SAN DIEGO, Calif. (CBS 8) -- They have been called the Holy Grail of movie memorabilia. A pair of ruby slippers worn by Dorothy in the movie The Wizard of Oz was the subject of a search warrant served last month in San Diego.
The ruby-red slippers were stolen from a Minnesota museum six years ago and they are estimated to be worth about one million dollars.
There were at least five different pairs of ruby slippers made for production of the popular 1939 movie, four believed to be worn by actress Judy Garland or her double during filming and one test pair.
According to a search warrant obtained by News 8, investigators with the San Diego County District Attorney's office and the California Department of Insurance went looking for the stolen, million-dollar slippers on June 23 at a home on Redcrest Court in the southeastern San Diego community of Skyline.
The house is rented by 55-year-old Joseph Randall.
"The thing is, I don't want people knowing I have ruby slippers," said Randall outside the home. "And I've tried to keep it that way for the last 20 years."
Asked by a reporter if he ever owned a pair of ruby slippers from the original movie, Randall replied, "They're in the bank now because I can't keep them anywhere now except in the bank vault."
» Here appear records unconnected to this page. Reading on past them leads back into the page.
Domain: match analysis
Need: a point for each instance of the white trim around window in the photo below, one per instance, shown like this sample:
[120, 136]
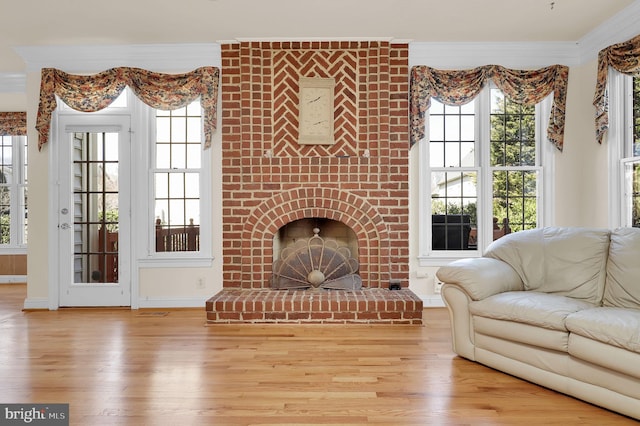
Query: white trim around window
[545, 152]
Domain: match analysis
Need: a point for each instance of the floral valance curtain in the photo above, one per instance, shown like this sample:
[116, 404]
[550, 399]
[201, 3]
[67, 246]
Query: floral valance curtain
[13, 123]
[461, 86]
[623, 57]
[95, 92]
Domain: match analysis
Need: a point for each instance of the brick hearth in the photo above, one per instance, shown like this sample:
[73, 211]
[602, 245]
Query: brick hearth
[371, 306]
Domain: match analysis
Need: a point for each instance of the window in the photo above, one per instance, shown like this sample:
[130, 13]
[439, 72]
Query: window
[177, 177]
[13, 192]
[484, 173]
[629, 150]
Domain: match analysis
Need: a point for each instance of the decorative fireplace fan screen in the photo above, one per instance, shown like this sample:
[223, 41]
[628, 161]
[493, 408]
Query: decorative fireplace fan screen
[316, 262]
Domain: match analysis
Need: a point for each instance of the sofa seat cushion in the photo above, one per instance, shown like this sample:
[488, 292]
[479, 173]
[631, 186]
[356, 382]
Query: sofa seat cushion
[614, 326]
[529, 307]
[560, 260]
[622, 289]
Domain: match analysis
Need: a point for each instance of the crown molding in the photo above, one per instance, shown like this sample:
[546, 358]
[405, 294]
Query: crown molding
[96, 58]
[621, 27]
[13, 82]
[462, 55]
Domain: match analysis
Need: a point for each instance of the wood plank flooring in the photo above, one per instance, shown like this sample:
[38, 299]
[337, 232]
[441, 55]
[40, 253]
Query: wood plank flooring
[166, 367]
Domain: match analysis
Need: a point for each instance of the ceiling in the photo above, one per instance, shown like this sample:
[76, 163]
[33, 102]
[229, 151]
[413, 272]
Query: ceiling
[78, 22]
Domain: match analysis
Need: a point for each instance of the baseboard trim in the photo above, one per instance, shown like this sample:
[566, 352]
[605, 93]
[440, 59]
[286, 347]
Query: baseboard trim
[36, 303]
[432, 301]
[13, 279]
[173, 303]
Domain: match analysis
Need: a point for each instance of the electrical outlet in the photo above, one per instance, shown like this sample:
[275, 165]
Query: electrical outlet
[437, 286]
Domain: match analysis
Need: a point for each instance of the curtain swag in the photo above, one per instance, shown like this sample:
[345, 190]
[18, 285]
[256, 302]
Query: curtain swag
[458, 87]
[13, 123]
[623, 57]
[94, 92]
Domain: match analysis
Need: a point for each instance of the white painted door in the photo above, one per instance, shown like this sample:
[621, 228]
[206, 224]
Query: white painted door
[94, 229]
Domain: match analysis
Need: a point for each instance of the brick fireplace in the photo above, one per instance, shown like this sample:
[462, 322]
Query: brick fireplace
[269, 180]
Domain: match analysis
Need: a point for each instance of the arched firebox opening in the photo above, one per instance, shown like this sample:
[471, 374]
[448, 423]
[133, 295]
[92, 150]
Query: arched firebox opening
[316, 253]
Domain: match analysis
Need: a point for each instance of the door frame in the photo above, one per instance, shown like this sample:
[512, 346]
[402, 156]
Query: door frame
[54, 257]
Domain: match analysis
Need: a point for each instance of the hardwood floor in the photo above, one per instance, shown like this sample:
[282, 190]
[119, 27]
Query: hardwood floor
[165, 367]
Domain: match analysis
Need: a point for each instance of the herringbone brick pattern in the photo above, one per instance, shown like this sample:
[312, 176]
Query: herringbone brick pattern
[288, 66]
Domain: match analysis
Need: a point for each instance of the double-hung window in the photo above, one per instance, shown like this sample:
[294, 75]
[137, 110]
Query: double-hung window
[13, 192]
[624, 145]
[178, 176]
[482, 173]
According to the search warrant, insurance investigator Frank Barkowski spotted the ruby slippers inside a safe at Randall's home while checking out a claim that Randall had lost $204,000 worth of collectibles during a burglary on May 7.
"He says to me, ‘I got the original ones in my safe.' And I go, ‘you got the original ruby slippers?'" said Barkowski, who is a former Los Angeles police officer.
Barkowski snapped photographs of the ruby slippers inside the safe at Randall's home. He did some research and found out the shoes that were stolen from the Judy Garland Museum in Grand Rapids, MN in 2005 were still missing.
"When you do some research, it almost seemed likely that maybe he did have the originals," Barkowski said.
So, Barkowski called the district attorney's office.
"I called them and said, ‘I got a burglary. I got a guy who says he's got the original slippers. We've got the original slippers missing.' And they wrote a search warrant and they went over there and looked,'" Barkowski recalled.
Investigators opened the safe, found the shoes, and determined they were not the stolen ruby slippers. Randall's slippers did not have the correct serial numbers and they did not have the name Judy Garland written inside, as the stolen pair did.
"The investigation by the district attorney's office revealed they were phony," Barkowski said.
Even Randall admits that his shoes are not the same ones stolen from the museum. Still, he insists they are authentic and were given to him by an MGM costume designer decades ago.
Randall claims there are not just five pairs of original ruby slippers in existence, as most historians report. Instead, Randall says there are more like 11 or 12 pairs.
Randall also claims his 1988 Roll Royce was once owned by Elton John and his 1948 Bentley was driven by King George VI of England.
Randall's Facebook profile photo shows him sitting on a throne.
"He's got a whole room full of thrones," investigator Barkowski said. "He's got 6-feet-tall suits of armor."
And while court records reveal Randall also has a 2006 misdemeanor conviction for fraudulently selling collectibles on EBay, Barkowski is not quite ready to close his case file.
"Some of this stuff has some truth to it," said Barkowski. "And I think he knows more about these ruby slippers than he's telling us."
The district attorney's office has confirmed that the ruby slippers owned by Joseph Randall are not the shoes stolen from the museum in 2005. A DA spokesperson told News 8 the case is officially closed and no charges have been filed.